= People's Armed Forces Department =

Type of Chinese military body

People's Armed Forces Department (PAFD; 人民武装部) is a type of military department in China that is run by the People's Liberation Army (PLA). PAFDs have been established at the county and township administrative levels and in other large organizations such as state-owned enterprises and schools.

== History ==
Under the leadership of Mao Zedong, People's Armed Forces Departments were established at the county and village level, focusing on recruitment and management of militia. Activities of PAFD units decreased significantly under the leadership of Deng Xiaoping.

== Functions ==
PAFDs are responsible for recruiting personnel for all the armed forces, and recruitment, organization and leadership of local militias. They also manage local light weapons warehouses. PAFD and militia units serve an auxiliary role by helping during natural disasters and emergencies, as well doing propaganda and defense education activities. The People's Armed Forces Departments in border counties may also lead active PLA units such as border defense battalions and border defense companies.

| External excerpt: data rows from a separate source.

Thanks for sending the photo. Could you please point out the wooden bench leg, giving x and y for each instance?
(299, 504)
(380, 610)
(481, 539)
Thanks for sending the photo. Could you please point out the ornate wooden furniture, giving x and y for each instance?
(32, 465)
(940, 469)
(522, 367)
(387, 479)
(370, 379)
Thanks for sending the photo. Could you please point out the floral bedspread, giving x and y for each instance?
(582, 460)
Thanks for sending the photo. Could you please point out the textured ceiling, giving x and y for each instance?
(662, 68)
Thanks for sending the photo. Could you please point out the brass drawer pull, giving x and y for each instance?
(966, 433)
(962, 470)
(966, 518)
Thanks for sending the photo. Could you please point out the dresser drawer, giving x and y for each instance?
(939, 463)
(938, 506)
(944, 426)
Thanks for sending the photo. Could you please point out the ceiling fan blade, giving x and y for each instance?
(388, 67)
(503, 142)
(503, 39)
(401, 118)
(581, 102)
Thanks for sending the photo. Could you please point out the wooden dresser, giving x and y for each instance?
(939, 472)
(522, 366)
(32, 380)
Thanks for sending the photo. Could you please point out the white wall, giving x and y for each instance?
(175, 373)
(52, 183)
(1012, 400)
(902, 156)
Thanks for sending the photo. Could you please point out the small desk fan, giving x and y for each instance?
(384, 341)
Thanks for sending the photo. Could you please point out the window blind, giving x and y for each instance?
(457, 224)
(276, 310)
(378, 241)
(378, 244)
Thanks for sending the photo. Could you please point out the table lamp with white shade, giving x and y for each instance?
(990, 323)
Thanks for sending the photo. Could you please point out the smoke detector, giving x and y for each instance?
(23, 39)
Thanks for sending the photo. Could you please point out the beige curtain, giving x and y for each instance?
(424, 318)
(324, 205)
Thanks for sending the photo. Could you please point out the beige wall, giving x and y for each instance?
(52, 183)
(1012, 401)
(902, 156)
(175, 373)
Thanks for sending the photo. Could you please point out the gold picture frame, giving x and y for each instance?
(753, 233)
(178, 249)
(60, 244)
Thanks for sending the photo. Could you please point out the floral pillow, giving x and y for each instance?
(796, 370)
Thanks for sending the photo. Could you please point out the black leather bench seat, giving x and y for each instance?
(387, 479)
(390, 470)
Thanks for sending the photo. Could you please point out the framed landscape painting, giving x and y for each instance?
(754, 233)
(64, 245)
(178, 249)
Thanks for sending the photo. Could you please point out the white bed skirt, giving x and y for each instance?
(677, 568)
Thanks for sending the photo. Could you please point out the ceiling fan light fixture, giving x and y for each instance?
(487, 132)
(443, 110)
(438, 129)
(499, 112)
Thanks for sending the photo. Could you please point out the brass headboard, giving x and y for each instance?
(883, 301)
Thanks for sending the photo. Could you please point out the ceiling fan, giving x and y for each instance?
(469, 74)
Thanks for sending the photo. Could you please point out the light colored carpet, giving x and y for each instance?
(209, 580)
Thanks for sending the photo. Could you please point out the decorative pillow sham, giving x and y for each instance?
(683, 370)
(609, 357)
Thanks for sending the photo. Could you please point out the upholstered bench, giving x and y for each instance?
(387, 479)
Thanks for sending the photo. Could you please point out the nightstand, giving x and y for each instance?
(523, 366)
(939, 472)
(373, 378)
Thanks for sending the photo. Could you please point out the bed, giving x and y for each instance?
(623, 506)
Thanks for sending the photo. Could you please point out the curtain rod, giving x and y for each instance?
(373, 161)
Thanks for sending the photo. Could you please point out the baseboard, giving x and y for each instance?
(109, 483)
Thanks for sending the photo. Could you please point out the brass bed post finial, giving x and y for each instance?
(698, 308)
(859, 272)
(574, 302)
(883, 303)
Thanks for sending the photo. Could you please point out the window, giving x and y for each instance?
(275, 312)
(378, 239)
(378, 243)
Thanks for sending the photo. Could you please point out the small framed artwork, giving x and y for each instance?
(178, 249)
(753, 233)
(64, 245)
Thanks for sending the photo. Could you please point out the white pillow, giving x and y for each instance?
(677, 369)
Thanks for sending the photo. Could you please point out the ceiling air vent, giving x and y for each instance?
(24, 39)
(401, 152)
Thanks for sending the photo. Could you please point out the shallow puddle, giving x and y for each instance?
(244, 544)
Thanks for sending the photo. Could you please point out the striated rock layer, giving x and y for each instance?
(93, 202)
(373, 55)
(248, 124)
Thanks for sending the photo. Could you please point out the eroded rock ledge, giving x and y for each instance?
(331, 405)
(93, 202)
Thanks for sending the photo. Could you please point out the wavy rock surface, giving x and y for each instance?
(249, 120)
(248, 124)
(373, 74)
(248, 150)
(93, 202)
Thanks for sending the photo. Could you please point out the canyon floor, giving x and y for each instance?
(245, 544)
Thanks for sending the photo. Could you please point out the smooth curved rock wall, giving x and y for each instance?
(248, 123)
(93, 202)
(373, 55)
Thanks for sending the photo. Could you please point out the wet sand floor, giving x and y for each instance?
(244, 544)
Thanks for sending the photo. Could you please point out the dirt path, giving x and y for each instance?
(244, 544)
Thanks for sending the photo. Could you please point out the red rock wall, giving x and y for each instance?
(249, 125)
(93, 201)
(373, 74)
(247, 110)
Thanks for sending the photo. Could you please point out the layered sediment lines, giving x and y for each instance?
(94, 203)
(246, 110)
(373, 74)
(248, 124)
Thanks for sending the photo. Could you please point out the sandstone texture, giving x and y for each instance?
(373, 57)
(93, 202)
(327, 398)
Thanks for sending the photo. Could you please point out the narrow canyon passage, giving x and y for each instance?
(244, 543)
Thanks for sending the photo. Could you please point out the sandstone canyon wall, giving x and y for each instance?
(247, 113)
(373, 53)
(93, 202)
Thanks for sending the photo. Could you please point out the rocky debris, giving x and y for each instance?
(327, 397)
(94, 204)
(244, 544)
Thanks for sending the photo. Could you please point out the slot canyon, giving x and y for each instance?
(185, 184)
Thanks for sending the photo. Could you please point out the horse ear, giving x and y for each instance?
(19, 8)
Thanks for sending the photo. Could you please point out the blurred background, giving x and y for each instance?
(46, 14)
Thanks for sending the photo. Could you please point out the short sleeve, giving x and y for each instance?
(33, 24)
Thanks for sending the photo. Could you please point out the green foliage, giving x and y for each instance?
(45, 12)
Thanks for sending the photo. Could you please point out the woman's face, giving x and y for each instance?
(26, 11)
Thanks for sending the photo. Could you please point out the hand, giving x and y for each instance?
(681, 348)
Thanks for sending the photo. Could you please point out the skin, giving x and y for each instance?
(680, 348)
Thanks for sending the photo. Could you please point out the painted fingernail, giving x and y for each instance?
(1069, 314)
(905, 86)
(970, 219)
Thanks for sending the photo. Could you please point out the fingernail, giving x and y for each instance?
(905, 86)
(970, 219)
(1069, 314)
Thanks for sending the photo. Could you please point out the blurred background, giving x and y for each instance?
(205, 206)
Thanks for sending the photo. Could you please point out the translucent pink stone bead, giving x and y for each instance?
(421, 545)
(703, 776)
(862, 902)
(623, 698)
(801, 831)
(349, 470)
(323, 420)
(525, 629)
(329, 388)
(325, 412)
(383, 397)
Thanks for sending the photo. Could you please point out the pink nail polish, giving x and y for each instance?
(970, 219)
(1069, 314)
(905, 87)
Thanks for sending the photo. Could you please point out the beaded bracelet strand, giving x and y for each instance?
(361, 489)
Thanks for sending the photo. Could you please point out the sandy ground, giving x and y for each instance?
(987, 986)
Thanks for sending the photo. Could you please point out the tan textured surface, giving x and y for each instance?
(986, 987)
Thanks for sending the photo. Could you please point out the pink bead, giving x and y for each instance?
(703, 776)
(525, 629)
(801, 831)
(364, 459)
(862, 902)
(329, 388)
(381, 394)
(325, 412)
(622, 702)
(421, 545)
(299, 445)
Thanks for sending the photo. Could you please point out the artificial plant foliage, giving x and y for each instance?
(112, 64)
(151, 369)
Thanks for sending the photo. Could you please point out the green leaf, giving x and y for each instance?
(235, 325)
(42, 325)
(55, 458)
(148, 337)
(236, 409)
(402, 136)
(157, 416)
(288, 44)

The PAFDs have a strong reserve wartime mobilization structure. In wartime, the People's Armed Forces Departments distributed in various places, organizations, and institutions would become the contact and command points for war mobilization on the spot. The county-level People's Armed Forces Department is also one of the six major teams of local administration.

Multiple schools, universities, and state-owned enterprises have established internal People's Armed Forces Departments. The internal units are expected "to work together with grassroots organizations to collect intelligence and information, dissolve and/or eliminate security concerns at the budding stage," according to the People's Liberation Army Daily. PAFD units are staffed by military and civilian employees from local governments.